Pour TV5 Monde, le problème est tout autre puisque la France, investisseur très largement majoritaire, à hauteur de 70 millions d'euros sur un budget total de 92 millions d'euros, cogère l'organisme avec quatre autres entités étatiques, la communauté française de Belgique, la Suisse, le Canada et le Québec. Il convient cependant de noter que le mécanisme de la réserve légale appliqué à TV5 Monde, soit 6 % en 2008, mais non à France 24 et partiellement à RFI, au regard de la seule redevance, complique grandement la gestion de la chaîne et affecte aussi sa capacité à atteindre les objectifs fixés par la loi de finances.

Cette équation particulière à TV5 Monde entre gestion de frais communs et frais spécifiques conduit à une analyse comptable illisible, avec, comme première conséquence, une passivité des pays bailleurs de fonds qui, au fil des ans, n'ont pas eu les moyens ou, plus probablement, n'ont pas voulu accompagner l'augmentation des besoins de la chaîne dans le sens de la modernisation de ses missions.

Avec ces mauvais exemples de schémas d'organisation institutionnels, on en viendrait de même à s'interroger sur un autre phénomène : la montée en puissance à l'international d'Arte, la chaîne franco-allemande, qui absorbe à elle seule, et chaque année, 219 millions d'euros provenant de la seule redevance audiovisuelle française.

Quel est, dans ces conditions, le sens de l'engagement financier total de l'État, qui s'élève à 360 millions d'euros incluant les 40 % de redevance de RFI ? Quelles missions audiovisuelles extérieures remplit-il, avec quels objectifs et pour quels résultats ?
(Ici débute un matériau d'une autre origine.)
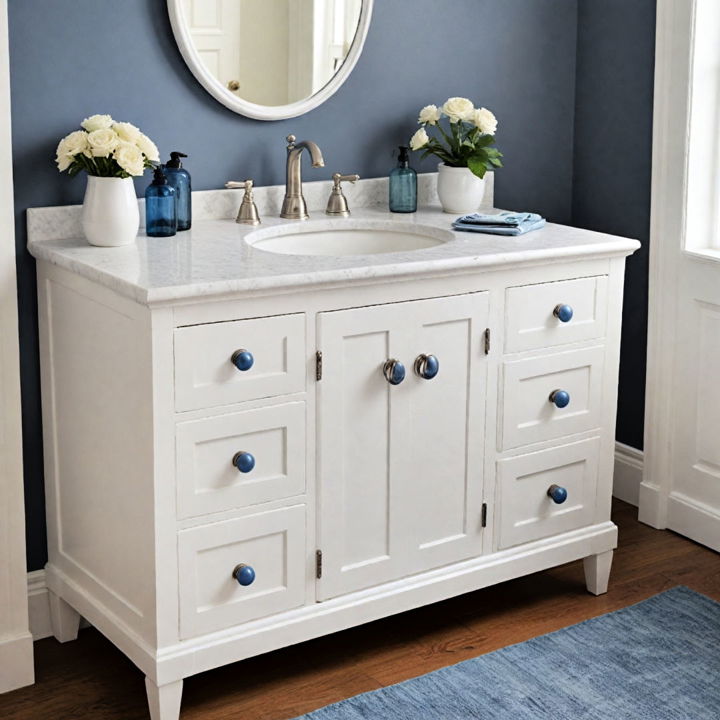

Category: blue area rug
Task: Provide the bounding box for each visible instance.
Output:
[296,587,720,720]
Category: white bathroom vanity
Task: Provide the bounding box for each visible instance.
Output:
[28,176,639,720]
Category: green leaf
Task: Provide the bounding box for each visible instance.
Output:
[468,155,487,179]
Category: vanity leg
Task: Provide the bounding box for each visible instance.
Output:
[583,550,613,595]
[48,590,80,642]
[145,677,183,720]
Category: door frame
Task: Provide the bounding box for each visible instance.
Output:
[638,0,720,529]
[0,0,34,692]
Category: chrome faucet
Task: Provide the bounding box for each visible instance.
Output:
[280,135,325,220]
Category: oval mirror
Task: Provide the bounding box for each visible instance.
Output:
[168,0,373,120]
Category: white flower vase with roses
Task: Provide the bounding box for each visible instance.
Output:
[55,115,160,247]
[410,97,502,215]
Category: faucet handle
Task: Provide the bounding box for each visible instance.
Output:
[225,180,260,225]
[325,173,360,217]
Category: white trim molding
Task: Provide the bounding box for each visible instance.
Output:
[613,442,643,507]
[0,0,34,692]
[638,0,720,549]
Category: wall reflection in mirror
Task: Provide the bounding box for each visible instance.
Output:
[183,0,362,107]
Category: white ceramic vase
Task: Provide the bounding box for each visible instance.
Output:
[438,163,485,215]
[82,175,140,247]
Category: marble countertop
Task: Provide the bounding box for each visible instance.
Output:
[28,200,640,305]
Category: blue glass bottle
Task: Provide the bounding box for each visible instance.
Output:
[165,150,192,230]
[390,145,417,212]
[145,166,177,237]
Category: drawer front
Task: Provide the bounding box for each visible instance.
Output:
[497,438,600,550]
[176,402,305,518]
[178,505,306,638]
[498,347,605,450]
[505,275,607,353]
[175,313,306,412]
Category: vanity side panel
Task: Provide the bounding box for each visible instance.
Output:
[38,262,155,642]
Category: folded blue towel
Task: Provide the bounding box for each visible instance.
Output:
[453,212,545,235]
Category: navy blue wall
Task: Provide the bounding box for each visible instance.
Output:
[9,0,652,569]
[572,0,656,448]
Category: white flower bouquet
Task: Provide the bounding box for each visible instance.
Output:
[55,115,160,178]
[410,97,503,178]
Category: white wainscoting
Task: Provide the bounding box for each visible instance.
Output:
[28,443,643,640]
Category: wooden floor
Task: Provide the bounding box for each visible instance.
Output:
[0,502,720,720]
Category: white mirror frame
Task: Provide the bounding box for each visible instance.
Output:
[168,0,374,120]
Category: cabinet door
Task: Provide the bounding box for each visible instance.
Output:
[318,293,488,599]
[402,293,488,572]
[318,305,409,599]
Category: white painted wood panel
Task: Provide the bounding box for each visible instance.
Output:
[638,0,720,550]
[178,505,306,638]
[499,347,605,450]
[38,273,154,635]
[318,304,409,598]
[318,293,488,598]
[505,275,607,353]
[175,313,306,411]
[183,0,242,89]
[402,293,489,572]
[176,402,305,518]
[497,438,600,549]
Force est d'admettre que, dans cet habillage institutionnel hétéroclite, la tendance sur plusieurs années a consisté à superposer de nouvelles structures à une infrastructure publique toujours plus fragilisée par des ajouts successifs et l'absence récurrente de coordination entre elles.
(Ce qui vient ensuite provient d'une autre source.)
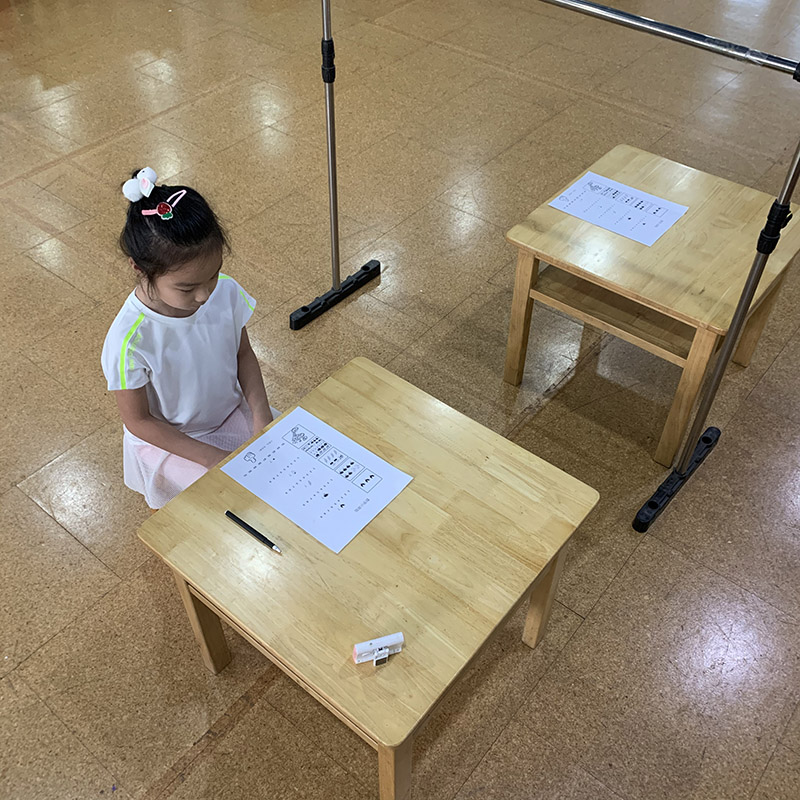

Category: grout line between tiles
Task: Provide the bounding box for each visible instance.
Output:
[139,662,288,800]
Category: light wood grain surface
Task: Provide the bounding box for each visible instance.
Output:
[507,145,800,333]
[140,358,598,748]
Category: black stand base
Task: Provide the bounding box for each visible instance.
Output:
[289,259,381,331]
[633,428,720,533]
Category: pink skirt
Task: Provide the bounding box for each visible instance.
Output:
[122,402,280,509]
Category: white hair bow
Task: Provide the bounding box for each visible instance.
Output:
[122,167,158,203]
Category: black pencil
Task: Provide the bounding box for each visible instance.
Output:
[225,511,281,553]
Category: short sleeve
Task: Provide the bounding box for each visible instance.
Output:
[219,275,256,330]
[101,314,150,392]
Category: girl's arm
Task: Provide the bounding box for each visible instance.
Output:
[114,386,228,469]
[236,328,272,433]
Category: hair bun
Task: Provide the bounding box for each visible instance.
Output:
[122,167,158,203]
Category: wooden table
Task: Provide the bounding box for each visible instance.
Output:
[139,358,598,800]
[504,145,800,466]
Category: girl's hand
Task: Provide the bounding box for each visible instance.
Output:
[253,406,272,435]
[200,445,230,469]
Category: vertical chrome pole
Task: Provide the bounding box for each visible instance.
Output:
[322,0,341,289]
[676,138,800,475]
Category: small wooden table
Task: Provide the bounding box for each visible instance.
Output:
[504,145,800,466]
[139,358,598,800]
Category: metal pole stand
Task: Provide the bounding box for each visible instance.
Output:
[544,0,800,533]
[289,0,381,331]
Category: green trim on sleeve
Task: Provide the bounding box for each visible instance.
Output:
[119,313,144,389]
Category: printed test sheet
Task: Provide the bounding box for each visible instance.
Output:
[222,408,411,553]
[549,172,689,247]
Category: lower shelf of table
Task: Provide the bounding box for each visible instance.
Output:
[531,266,695,366]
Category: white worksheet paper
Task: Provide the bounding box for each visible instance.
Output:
[550,172,689,247]
[222,408,411,553]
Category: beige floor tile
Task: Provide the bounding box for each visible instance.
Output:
[343,202,510,324]
[684,90,797,159]
[74,123,210,184]
[0,119,57,183]
[0,202,52,252]
[273,81,416,159]
[266,604,581,800]
[406,284,582,418]
[170,127,327,227]
[248,296,399,396]
[20,420,151,578]
[377,0,476,41]
[653,128,773,186]
[0,178,90,236]
[26,234,134,301]
[232,192,383,288]
[2,111,80,156]
[653,403,800,615]
[23,290,130,412]
[324,133,476,231]
[0,489,118,675]
[438,4,579,66]
[0,253,95,353]
[494,99,669,185]
[28,161,117,208]
[222,253,310,327]
[455,717,620,800]
[188,0,296,23]
[364,42,497,111]
[601,43,739,119]
[0,352,107,487]
[19,559,272,795]
[412,604,581,800]
[0,61,76,114]
[248,47,328,107]
[0,675,131,800]
[519,537,798,798]
[404,78,555,167]
[750,324,800,423]
[139,30,286,93]
[553,17,659,66]
[386,351,536,434]
[169,688,368,800]
[509,40,622,90]
[231,0,361,53]
[153,77,306,153]
[781,702,800,753]
[336,18,426,69]
[31,69,188,145]
[752,745,800,800]
[439,152,581,231]
[692,3,800,50]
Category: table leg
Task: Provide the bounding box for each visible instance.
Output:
[522,547,567,647]
[654,328,720,467]
[732,272,786,367]
[503,250,539,386]
[174,572,231,675]
[378,736,414,800]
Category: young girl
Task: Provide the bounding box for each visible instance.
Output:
[102,167,272,509]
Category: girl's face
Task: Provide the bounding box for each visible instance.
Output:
[134,248,222,317]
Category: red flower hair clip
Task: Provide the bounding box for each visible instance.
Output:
[142,189,186,219]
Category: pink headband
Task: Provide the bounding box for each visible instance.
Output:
[142,189,186,219]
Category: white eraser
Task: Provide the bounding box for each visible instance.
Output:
[353,633,405,665]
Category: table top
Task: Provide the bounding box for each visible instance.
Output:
[139,358,599,747]
[507,144,800,333]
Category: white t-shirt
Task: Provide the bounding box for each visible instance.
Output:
[102,274,256,437]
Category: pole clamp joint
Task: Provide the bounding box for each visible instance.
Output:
[756,200,792,255]
[322,39,336,83]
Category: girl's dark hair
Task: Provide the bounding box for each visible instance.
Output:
[119,169,230,282]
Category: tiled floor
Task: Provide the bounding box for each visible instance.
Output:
[0,0,800,800]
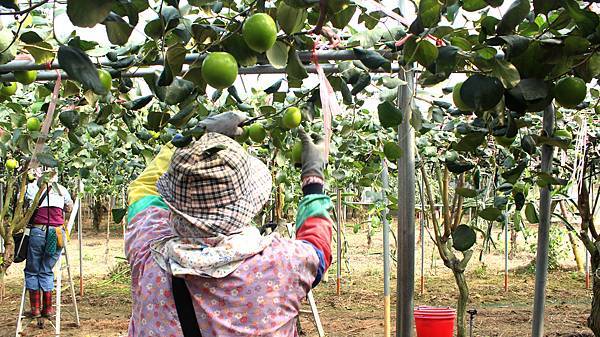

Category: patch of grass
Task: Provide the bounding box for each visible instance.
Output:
[99,261,131,285]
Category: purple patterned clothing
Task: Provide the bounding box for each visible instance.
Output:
[125,204,326,337]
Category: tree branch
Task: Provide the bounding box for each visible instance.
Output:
[0,0,50,15]
[312,0,327,34]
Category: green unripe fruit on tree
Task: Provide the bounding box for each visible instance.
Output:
[27,117,42,132]
[292,142,302,164]
[235,126,250,144]
[98,69,112,91]
[383,142,402,161]
[452,82,473,111]
[242,13,277,53]
[248,123,267,143]
[4,159,19,171]
[281,107,302,129]
[14,70,37,85]
[201,52,238,89]
[554,77,587,108]
[0,82,17,97]
[494,136,517,147]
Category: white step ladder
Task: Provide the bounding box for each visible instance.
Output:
[286,223,325,337]
[15,198,81,337]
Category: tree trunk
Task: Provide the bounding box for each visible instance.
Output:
[0,231,15,275]
[91,198,103,232]
[587,252,600,336]
[508,228,519,260]
[452,270,468,337]
[569,232,585,273]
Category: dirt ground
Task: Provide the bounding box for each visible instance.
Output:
[0,218,593,337]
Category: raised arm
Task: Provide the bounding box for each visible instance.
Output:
[296,129,332,288]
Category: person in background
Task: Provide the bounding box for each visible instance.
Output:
[125,113,332,337]
[25,176,73,317]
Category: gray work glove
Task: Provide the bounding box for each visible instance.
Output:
[298,127,327,179]
[198,111,248,138]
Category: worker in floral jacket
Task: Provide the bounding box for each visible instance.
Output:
[125,113,332,337]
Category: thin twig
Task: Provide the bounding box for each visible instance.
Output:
[0,0,50,15]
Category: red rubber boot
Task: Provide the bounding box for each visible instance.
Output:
[42,291,54,317]
[29,289,42,317]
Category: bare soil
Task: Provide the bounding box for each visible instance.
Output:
[0,218,593,337]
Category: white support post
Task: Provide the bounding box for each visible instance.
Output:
[531,104,554,337]
[381,158,392,337]
[396,66,415,337]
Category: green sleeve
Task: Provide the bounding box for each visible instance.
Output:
[127,195,169,223]
[296,194,333,229]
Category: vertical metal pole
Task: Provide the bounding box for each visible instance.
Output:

Nous avons créé voilà un an France 24, télévision française d'information continue dont le concept est original, mais sans tenir aucun compte du fait que TV5 Monde existe depuis un quart de siècle. Or, cette chaîne de télévision francophone et généraliste est complémentaire de la précédente et non concurrente.
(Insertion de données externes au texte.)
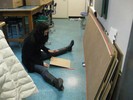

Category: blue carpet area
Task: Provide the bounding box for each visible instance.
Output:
[11,19,86,100]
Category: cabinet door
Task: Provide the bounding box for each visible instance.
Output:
[68,0,87,16]
[53,0,68,18]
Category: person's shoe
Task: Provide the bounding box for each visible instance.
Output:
[68,40,74,51]
[55,78,64,91]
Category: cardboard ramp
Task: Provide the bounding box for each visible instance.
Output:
[50,57,71,68]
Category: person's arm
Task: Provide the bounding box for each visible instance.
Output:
[41,45,50,53]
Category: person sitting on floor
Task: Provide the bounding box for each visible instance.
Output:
[22,22,74,91]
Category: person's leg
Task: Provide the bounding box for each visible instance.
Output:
[51,40,74,56]
[34,65,64,91]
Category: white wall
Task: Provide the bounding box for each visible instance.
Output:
[68,0,86,16]
[98,0,133,69]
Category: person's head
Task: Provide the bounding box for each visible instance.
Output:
[32,22,49,44]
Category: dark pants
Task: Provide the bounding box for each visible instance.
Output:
[34,47,68,85]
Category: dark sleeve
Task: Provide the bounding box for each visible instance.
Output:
[41,45,49,54]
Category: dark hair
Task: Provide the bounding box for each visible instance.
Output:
[30,22,49,45]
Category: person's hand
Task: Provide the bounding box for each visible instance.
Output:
[43,62,49,68]
[48,50,59,53]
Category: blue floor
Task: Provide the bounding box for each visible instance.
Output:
[12,19,86,100]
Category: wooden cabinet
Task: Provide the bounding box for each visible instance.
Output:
[0,0,23,8]
[26,0,52,5]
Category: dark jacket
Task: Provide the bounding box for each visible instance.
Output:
[22,31,49,72]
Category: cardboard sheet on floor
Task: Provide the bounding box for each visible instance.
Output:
[50,57,70,68]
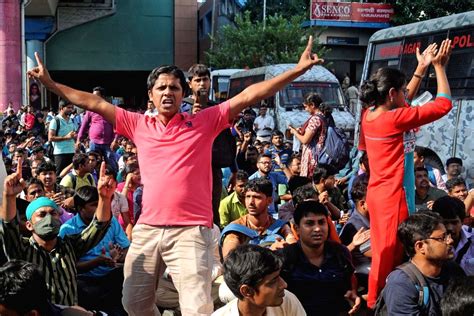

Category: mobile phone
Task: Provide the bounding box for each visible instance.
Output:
[198,90,207,108]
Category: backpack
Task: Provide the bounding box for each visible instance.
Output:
[375,262,430,316]
[317,114,350,170]
[67,172,94,191]
[45,117,61,159]
[219,219,287,247]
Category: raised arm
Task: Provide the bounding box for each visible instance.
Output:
[0,158,26,222]
[95,162,115,223]
[229,36,324,122]
[28,52,115,125]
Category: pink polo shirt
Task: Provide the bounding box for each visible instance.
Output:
[115,101,230,227]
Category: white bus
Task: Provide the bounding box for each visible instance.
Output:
[355,11,474,183]
[229,64,355,143]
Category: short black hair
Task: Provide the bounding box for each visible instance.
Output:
[235,170,249,181]
[432,195,466,221]
[446,177,467,192]
[293,201,329,226]
[291,183,318,207]
[74,185,99,210]
[441,275,474,316]
[72,153,89,169]
[0,260,49,315]
[188,64,211,81]
[446,157,462,167]
[397,212,442,258]
[245,178,273,197]
[224,244,283,299]
[313,163,337,183]
[36,161,56,175]
[147,65,188,96]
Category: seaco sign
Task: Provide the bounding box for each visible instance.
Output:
[311,0,394,23]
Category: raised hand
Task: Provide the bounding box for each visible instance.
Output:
[27,52,53,86]
[97,161,116,200]
[416,43,438,68]
[297,36,324,71]
[431,39,452,67]
[3,157,26,196]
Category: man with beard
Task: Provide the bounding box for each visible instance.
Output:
[377,212,465,315]
[415,167,446,210]
[0,159,115,306]
[48,100,77,174]
[281,200,361,316]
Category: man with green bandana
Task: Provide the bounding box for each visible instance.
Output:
[0,159,115,306]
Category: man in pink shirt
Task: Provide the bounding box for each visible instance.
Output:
[28,37,323,315]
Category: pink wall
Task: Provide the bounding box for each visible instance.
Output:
[0,0,21,111]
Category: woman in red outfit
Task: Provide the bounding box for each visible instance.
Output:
[360,40,452,307]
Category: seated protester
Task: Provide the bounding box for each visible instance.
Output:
[0,160,115,305]
[265,130,293,174]
[415,167,446,210]
[105,166,135,240]
[281,201,360,316]
[155,224,223,309]
[212,245,306,316]
[22,178,74,223]
[249,154,291,218]
[312,164,346,220]
[36,162,74,209]
[433,196,474,275]
[0,260,92,316]
[220,179,296,258]
[446,177,474,217]
[340,182,372,294]
[413,146,446,191]
[376,212,465,316]
[236,145,259,174]
[441,276,474,316]
[278,176,312,221]
[117,163,142,223]
[59,186,130,315]
[59,154,96,191]
[219,170,249,228]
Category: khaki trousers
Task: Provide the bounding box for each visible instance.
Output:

De même, on entend ici ou là des propos déconcertants de renoncement sur RFI, dont l'objectif ne devrait plus consister qu'à rechercher une couverture mondiale par voie hertzienne. Comment ne pas s'étonner de tels discours, et comment se résoudre - ce que, pour ma part, je me refuse à faire - à une gestion aussi désordonnée de ce secteur d'activité ?

RFI dispose du premier réseau mondial d'émetteurs FM, devant la BBC, qu'on cite pourtant souvent en exemple. Voilà qui devrait être, pour la France, un sujet de fierté. La diffusion FM reste, en effet, un support puissant et efficace pour toutes les populations.

TV5 Monde constitue, en outre, un atout majeur pour la promotion d'une francophonie qui regroupe plus de 60 pays et dont le centre de gravité tend à se déplacer du Sud vers le Nord.

Allons-nous réduire cette vitrine en Europe, où se joue la bataille d'influence de notre pays, et laisser à d'autres la conquête de nouveaux marchés, alors que nous demeurerons le premier bailleur de fonds et le seul opérateur français à avoir la capacité de réaction propre à développer une présence audiovisuelle à l'échelle mondiale ?

Doit-on, enfin, considérer comme désuets les concepts de francophonie et de multilatéralité, à la radio comme à la télévision, alors qu'ils nous sont enviés par le monde hispanophone et lusophone ?

Nous ne pourrons jamais exporter notre savoir-faire audiovisuel - produit de l'histoire d'un pays et de sa culture - si nous continuons à entretenir, par faiblesse politique et carence administrative, une situation qui freine l'exportation de nos programmes de qualité dans les domaines de la fiction, du divertissement, du documentaire et du cinéma, si nous nous obstinons à ne pas relier production et diffusion comme dans toute entreprise performante. Ce sont les groupes audiovisuels qui sont les mieux à même d'exporter leurs programmes : permettons-leur de pouvoir le faire !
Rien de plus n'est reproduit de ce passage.